SNCM et aides de l’état français

SNCM

La SNCM doit restituer les aides versées par l’état français qui sont incompatibles avec les règles de l’Union Européenne

La Société Nationale Corse-Méditerranée (SNCM) et la Compagnie Maritime de Navigation (CMN) sont deux opérateurs de services de transport maritime qui assurent la desserte entre la Corse et Marseille pour la période 2007-2013 dans le cadre d’une convention de délégation de service public qu’elles ont signée avec la Collectivité territoriale de Corse et l’Office des transports de Corse. Ces sociétés perçoivent deux types de compensations de service public :

Une compensation dite « de base » qui permet d’assurer toute l’année les dessertes de fret et de passagers entre la Corse et Marseille pour assurer la continuité territoriale.

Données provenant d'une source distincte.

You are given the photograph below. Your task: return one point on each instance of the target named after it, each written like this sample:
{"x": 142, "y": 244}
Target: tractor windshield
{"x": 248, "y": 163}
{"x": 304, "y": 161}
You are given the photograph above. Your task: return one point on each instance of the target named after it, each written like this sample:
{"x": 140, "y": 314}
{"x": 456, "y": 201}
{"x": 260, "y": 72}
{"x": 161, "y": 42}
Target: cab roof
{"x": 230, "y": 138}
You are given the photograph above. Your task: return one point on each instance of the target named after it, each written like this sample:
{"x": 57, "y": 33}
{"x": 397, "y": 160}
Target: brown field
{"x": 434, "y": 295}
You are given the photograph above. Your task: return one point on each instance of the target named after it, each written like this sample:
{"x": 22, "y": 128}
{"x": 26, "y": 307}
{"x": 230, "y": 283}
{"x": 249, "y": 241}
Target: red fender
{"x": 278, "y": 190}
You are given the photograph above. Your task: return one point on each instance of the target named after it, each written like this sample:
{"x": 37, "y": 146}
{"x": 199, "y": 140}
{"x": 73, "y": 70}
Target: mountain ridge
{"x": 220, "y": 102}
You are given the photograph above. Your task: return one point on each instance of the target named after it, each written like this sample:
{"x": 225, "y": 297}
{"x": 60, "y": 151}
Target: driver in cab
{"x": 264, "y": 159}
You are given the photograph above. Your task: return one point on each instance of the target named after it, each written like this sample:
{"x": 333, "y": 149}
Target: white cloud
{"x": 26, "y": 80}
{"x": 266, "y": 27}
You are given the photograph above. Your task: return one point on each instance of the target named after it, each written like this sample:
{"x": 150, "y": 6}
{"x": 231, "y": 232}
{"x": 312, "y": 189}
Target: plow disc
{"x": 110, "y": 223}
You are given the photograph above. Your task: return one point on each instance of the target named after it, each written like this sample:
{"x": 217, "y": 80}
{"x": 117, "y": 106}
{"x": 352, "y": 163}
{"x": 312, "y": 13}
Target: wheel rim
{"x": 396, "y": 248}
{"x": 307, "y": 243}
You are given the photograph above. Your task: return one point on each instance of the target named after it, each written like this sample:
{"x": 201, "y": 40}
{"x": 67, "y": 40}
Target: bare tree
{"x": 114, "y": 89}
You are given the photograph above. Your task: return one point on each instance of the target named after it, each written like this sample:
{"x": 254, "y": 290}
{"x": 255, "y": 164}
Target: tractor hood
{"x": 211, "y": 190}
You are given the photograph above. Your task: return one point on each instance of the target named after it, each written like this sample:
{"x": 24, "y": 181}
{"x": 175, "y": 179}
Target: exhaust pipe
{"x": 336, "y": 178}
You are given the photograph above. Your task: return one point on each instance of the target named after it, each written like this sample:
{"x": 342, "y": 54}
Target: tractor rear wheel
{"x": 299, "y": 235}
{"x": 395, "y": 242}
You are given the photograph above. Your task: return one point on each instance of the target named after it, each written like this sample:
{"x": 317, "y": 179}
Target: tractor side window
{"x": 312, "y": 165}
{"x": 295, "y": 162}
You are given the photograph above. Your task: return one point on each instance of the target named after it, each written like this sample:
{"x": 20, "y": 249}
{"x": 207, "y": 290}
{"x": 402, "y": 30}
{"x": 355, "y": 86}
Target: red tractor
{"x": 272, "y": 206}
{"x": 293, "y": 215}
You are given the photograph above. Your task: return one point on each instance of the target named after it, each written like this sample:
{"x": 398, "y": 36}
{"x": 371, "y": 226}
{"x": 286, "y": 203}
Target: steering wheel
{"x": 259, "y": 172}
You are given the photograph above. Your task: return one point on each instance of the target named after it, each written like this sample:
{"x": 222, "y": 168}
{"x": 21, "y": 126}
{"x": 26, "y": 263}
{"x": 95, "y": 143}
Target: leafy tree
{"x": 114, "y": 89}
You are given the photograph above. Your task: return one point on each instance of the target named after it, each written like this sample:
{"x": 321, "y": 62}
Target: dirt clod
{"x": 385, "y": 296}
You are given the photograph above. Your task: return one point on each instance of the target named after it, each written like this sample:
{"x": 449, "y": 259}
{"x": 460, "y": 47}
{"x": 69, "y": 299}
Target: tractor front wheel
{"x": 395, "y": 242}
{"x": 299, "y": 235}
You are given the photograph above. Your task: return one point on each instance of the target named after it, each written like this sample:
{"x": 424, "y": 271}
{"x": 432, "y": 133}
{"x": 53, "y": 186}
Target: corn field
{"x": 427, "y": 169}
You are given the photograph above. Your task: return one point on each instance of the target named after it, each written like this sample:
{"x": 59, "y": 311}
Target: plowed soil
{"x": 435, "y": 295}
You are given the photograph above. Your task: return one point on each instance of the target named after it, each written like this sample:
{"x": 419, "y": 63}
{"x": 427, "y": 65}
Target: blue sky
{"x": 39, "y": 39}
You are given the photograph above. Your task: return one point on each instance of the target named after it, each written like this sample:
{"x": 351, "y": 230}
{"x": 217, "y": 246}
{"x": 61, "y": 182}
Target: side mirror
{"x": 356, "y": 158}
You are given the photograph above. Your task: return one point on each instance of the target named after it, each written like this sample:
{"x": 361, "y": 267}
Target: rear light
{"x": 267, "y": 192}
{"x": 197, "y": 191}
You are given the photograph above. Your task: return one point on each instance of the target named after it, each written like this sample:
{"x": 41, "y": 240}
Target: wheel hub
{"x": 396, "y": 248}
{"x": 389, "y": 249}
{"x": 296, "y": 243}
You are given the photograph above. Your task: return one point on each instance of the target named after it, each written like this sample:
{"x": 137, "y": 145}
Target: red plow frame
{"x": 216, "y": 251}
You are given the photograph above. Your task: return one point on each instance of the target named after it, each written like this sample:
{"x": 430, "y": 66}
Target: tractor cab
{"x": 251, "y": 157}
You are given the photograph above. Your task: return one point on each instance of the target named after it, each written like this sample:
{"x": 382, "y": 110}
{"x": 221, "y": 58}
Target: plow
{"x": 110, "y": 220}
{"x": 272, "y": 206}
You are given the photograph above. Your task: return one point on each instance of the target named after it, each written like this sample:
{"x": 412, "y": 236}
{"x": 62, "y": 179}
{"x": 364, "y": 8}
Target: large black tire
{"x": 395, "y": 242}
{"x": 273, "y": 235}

Une compensation pour « service complémentaire » destiné à couvrir les périodes de pointe de la saison touristique pour des  liaisons qui sont uniquement réalisées par la SNCM.

Suite à la plainte d’un concurrent de la SNCM, la Commission européenne a lancé une enquête approfondie en juin 2012.

A l’issue de cette enquête, la Commission (2 mai 2013) considère que les compensations octroyées à la SNCM et à la CMN au titre du service de base sont compatibles avec les règles de l’Union Européenne. En effet, le service de base remédie à une véritable carence du marché et vise, dans le cadre d’une politique de continuité territoriale, à atténuer les contraintes de l’insularité en assurant des services réguliers de transport entre le continent français et la Corse.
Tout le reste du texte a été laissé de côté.